For Tom the stand out characters were the gods: Birdman (‘Top Cat, King and Cosmic Architect’) and his children, the Ravens Kid and Kiddo. In one of the book’s most most ambitious stories – a retelling of the book of Genesis – we learn how Kiddo creates early earth in her hair, before Kid spitefully cuts it off, leaving the world to grow out of control.

Humans

The Genesis story also takes in a retelling of Noah’s flood with Greenberg integrating the story of the Raven gods and their father into the familiar biblical narrative. This was Kelv’s favourite moment as he found the bickering siblings particularly satisfying and their acts of rebellion against Birdman quite poignant. Kelv also highlighted another memorable character: the Great Dag.

The Great Dag

She is the ruler of a tribe of very angry warriors and prone to furious outbursts.
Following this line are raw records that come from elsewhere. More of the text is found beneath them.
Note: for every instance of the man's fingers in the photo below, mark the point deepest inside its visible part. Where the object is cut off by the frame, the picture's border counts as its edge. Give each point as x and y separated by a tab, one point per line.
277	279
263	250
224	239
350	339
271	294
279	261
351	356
I was even more taken with her great grandmother the tough Old Crone, teller of one of the best stories in the Encyclopedia (which even Dan enjoyed), in which we learn how to tackle man-eating giants with sausage.

Sausage?

My pick was the section set in Migdal Bavel, an island city with pretensions of being a great civilisation. Here the Storyteller encounters a self-important map maker and his team of Genius monkeys from the island of What. In one of the book’s best comic moments we learn how he maps the world by sending these ‘hundred percent reliable’ monkeys away in ‘little pedalo boats with a sachet of paper and pens and jam jars’ to help him measure distances and map early earth.

Migdal Bavel

We all gave the Encyclopedia five stars, apart from Dan who scored it a three, making it the Comic Book Club’s highest scoring comic so far! Greenberg has recently published a sequel, The One Hundred Nights of Hero, which looks equally exquisite and continues in the same vein of what Page45 calls a ‘seamlessly stitched-together sequence of tales.’ It is bigger, brighter and next in my pile of comic books.

One Hundred Nights of Hero

The Encyclopedia of Early Earth is published by Jonathan Cape.